無敵雫冠の推理(二)
「利桜が書いたなら、私の名前は、花ではなく、冠という字を使って書いてあるはず。だから、この手紙は誰かが利桜を装って書いたもの。まったくあてにならない手紙ということになる」
無敵さんは居間のテーブルに手紙を置いた。
「でも誰が?」
「誰が? じゃあ、最初から考えてみようか。まず、難波先輩。難波先輩の部屋から悲鳴が聞こえて私が駆けつけたとき、部屋の中には天沢先輩と桐ヶ谷先輩、心葉ちゃんがいた。そのあと、猫屋敷君が来るまでに天沢先輩が出ていったんだよ」
「そりゃ、部屋が近い順に到着するだろうから」
「でも、あなたは眠っていたでしょ? それは何故」
「コーヒーに睡眠薬を入れられていたから?」
「そう。なんであなたに来て欲しくなかったのか。それは、天沢先輩、桐ヶ谷先輩、心葉ちゃんと違って、あなたが計画に加わらない者だったから」
「え、どういうこと?」
「ちょっと待ってね」
無敵さんは、ポケットに手を突っ込み、ごそごそと探る。
ポケットにものを詰めこむのは、保育園時代からの彼女の癖だが、あまり美しいとはいえない。

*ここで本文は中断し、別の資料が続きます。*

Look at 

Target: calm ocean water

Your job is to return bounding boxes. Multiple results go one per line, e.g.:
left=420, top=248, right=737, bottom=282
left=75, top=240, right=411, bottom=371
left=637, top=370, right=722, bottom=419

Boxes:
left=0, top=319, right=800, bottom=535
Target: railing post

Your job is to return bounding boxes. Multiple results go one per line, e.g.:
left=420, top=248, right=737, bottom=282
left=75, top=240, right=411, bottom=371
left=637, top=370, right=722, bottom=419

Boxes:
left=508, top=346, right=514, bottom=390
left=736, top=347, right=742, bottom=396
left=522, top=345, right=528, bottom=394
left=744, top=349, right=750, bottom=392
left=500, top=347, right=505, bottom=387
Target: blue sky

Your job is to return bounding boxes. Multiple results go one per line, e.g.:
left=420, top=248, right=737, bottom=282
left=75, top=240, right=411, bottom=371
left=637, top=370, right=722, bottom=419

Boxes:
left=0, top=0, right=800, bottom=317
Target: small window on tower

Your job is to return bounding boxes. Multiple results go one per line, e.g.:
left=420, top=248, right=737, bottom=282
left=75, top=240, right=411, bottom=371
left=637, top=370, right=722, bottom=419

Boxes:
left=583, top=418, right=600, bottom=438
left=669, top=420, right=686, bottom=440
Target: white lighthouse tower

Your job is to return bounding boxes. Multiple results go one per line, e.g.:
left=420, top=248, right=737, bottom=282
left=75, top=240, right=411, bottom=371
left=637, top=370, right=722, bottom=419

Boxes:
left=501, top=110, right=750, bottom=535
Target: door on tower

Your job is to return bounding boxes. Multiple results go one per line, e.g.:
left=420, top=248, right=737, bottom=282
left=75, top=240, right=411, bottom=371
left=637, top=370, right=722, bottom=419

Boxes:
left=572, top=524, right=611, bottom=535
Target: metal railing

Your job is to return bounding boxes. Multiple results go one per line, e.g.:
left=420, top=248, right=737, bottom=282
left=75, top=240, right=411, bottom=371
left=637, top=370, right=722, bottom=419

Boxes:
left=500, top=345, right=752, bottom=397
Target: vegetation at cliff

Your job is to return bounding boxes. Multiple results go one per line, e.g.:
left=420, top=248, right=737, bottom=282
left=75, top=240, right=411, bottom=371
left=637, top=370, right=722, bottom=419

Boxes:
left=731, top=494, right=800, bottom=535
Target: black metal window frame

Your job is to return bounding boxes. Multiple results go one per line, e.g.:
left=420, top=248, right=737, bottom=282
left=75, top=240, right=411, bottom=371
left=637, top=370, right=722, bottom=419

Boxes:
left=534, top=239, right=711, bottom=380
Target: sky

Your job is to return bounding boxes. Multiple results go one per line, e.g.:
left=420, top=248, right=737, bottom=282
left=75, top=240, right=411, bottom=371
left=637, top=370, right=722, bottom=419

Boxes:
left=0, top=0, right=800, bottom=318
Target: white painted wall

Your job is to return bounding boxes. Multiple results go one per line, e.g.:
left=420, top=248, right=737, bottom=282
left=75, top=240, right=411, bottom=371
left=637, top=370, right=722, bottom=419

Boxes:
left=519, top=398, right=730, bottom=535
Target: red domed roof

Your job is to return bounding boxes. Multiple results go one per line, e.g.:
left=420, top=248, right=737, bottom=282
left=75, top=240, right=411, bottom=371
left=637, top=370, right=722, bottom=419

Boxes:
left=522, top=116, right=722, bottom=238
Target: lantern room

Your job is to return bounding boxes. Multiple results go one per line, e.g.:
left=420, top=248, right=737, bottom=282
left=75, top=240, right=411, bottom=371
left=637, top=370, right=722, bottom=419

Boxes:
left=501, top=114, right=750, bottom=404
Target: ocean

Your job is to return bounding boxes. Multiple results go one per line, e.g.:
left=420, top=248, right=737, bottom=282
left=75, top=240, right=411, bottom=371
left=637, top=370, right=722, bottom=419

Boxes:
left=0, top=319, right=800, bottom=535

「はい、こちらに難波先輩の部屋にあった血だまりに浸したハンカチがあります。そして、こちらの溶液は、何と、ルミノール液!」
ジャジャーンという効果音を使ったら似合うくらい、彼女は力強く瓶をこちらにつきだして見せる。
いつになく、子どもっぽい動きだ。
「何でそんなの持ってるの」
「合宿中に何かあるといけないから、実験キットを持ってきておいたの。料理の合間に溶液を作っておいたんだ」
「……あの感動の料理の最中に、そんなの作ってたの」
「さて、明かりを全部消して、この溶液を使いますと」
彼女が溶液をハンカチにかけ始めた。
僕は慌てて居間の明かりを消す。
辺りが真っ暗になった。
でも、何も起こらない。
「ねえ、もうルミノール液はかけたの」
「もちろん。どう? 光ってる?」
ルミノール反応なら、血の痕が青白く光るはずだ。
だが、そんな光はどこにも見えない。
「大丈夫? その溶液。偽物なんじゃない」
「これが偽物だったら、全国のキッズの自由研究が壊滅すると思う」
彼女にしては珍しく、大げさなことを言う。
「そこまでのことじゃないけど。反応してないじゃないか」
「そう。反応するわけがないの。明かりを点けていいよ」
居間が明るくなると、自信満々の彼女の顔が目に入った。
「じゃあ、次は大きな冷蔵庫に入ってみよう」
「ちょっと待って。あそこに行ったら、しーちゃん倒れちゃうだろ」
「さあ、どうかな」
やけに楽しそうに言うと、無敵さんは厨房の奥に入っていく。
「僕が先に開けていいかな」
僕は彼女を守るように回り込むと、扉の取っ手に手を掛けた。
「どうぞ。でも、倒れないでね?」
「なんで僕が、いまさら」
そうは言ったものの、心臓に圧迫されているような重さを感じる。
僕は気持ちを定めて、一気に扉を開けた。
そこには、毛布にくるまれた遺体が――。
僕は、頭をぶん殴られたような気分になって、よろめいた。
棚は、ほぼ空だった。
そして床には。
一つの遺体も見あたらなかった。